Files
legal-ai/scripts/legal-court-fetch-drain.config.cjs
Chaim f4f110f0d1 feat(X13): scheduled drain — fully-autonomous digest→fetch→ingest loop
- scripts/drain_court_fetch.py: drives orchestrator.drain_pending (host-only;
  no-op when queue empty). Mirrors drain_halacha_queue.py.
- scripts/legal-court-fetch-drain.config.cjs: pm2 cron (hourly :17, one-shot),
  COURT_FETCH_DRAIN_CRON override.
- fix: orchestrator default service URL 127.0.0.1 → 10.0.1.1 (the service binds
  the docker0 gateway; the host can't reach it on loopback).
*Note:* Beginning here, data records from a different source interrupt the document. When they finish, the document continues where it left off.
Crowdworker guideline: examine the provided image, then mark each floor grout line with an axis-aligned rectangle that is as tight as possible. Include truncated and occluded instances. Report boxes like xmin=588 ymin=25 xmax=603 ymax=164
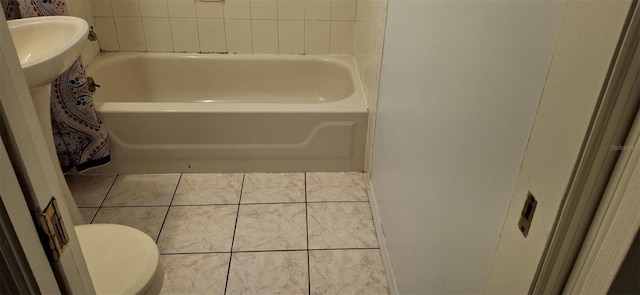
xmin=89 ymin=174 xmax=120 ymax=224
xmin=224 ymin=174 xmax=246 ymax=294
xmin=156 ymin=174 xmax=182 ymax=245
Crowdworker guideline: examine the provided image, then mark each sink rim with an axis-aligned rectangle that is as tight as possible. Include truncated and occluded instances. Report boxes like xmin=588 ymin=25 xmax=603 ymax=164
xmin=7 ymin=16 xmax=89 ymax=88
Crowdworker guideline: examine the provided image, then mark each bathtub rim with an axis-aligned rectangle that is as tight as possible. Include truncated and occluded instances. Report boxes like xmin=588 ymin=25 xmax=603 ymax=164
xmin=86 ymin=52 xmax=368 ymax=113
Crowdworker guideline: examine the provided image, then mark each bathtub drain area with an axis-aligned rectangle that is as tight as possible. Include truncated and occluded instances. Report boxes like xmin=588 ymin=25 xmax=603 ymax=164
xmin=67 ymin=172 xmax=389 ymax=294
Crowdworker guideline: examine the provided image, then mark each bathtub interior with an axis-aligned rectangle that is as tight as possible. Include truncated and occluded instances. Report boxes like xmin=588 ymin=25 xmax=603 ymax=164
xmin=87 ymin=54 xmax=368 ymax=173
xmin=91 ymin=53 xmax=357 ymax=103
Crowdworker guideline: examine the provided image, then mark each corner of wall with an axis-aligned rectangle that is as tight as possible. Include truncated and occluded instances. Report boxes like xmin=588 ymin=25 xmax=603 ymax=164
xmin=367 ymin=179 xmax=400 ymax=295
xmin=67 ymin=0 xmax=100 ymax=66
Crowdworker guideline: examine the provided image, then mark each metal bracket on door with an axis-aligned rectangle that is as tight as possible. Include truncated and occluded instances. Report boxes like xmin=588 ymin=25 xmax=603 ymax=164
xmin=38 ymin=197 xmax=69 ymax=261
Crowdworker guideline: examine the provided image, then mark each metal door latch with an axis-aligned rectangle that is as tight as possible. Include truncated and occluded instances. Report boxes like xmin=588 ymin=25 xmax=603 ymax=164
xmin=38 ymin=197 xmax=69 ymax=261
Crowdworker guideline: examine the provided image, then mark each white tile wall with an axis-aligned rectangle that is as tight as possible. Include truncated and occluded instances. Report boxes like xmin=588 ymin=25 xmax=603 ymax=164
xmin=224 ymin=19 xmax=253 ymax=53
xmin=251 ymin=20 xmax=278 ymax=53
xmin=139 ymin=0 xmax=169 ymax=16
xmin=67 ymin=0 xmax=100 ymax=65
xmin=304 ymin=21 xmax=331 ymax=54
xmin=169 ymin=18 xmax=200 ymax=52
xmin=91 ymin=0 xmax=360 ymax=54
xmin=278 ymin=20 xmax=304 ymax=54
xmin=142 ymin=17 xmax=173 ymax=52
xmin=198 ymin=18 xmax=227 ymax=52
xmin=114 ymin=16 xmax=147 ymax=51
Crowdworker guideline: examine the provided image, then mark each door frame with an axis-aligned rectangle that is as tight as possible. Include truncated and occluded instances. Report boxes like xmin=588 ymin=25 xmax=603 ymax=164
xmin=529 ymin=1 xmax=640 ymax=294
xmin=563 ymin=94 xmax=640 ymax=294
xmin=0 ymin=15 xmax=95 ymax=295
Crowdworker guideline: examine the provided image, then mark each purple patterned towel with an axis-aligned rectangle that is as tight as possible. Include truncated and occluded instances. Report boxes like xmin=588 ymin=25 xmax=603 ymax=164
xmin=0 ymin=0 xmax=111 ymax=173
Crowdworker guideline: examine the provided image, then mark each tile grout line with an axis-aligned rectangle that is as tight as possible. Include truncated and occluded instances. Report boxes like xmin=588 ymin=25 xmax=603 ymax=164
xmin=156 ymin=174 xmax=182 ymax=245
xmin=160 ymin=247 xmax=380 ymax=255
xmin=304 ymin=172 xmax=311 ymax=294
xmin=89 ymin=174 xmax=120 ymax=224
xmin=224 ymin=174 xmax=247 ymax=294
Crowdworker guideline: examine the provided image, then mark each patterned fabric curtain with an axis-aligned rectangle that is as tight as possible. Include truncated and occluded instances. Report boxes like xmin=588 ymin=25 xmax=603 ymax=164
xmin=0 ymin=0 xmax=111 ymax=173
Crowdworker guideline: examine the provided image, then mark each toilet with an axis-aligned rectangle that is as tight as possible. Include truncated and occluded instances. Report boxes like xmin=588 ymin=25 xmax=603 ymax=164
xmin=75 ymin=224 xmax=164 ymax=295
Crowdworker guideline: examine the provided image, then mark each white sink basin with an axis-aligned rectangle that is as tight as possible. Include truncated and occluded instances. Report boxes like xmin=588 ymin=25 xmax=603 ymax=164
xmin=7 ymin=16 xmax=89 ymax=88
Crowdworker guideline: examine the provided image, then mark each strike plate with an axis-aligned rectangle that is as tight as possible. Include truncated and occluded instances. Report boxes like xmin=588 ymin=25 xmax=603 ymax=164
xmin=518 ymin=192 xmax=538 ymax=238
xmin=38 ymin=197 xmax=69 ymax=261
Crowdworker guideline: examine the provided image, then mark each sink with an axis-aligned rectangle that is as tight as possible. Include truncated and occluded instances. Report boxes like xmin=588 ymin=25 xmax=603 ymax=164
xmin=7 ymin=16 xmax=89 ymax=88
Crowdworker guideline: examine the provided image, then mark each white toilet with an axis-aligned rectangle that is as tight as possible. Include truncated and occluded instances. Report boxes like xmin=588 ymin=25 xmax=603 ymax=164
xmin=75 ymin=224 xmax=164 ymax=295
Found live — the
  first drain failed "connection refused" until corrected.
- SCRIPTS.md entries.

Validated end-to-end in PRODUCTION on a real digest: עת"מ 43830-12-24
(החברה להגנת הטבע) fetched from נט המשפט → case_law (79 chunks, source_url),
digest relinked (INV-DIG3 closed), halacha queued pending_review. job=done.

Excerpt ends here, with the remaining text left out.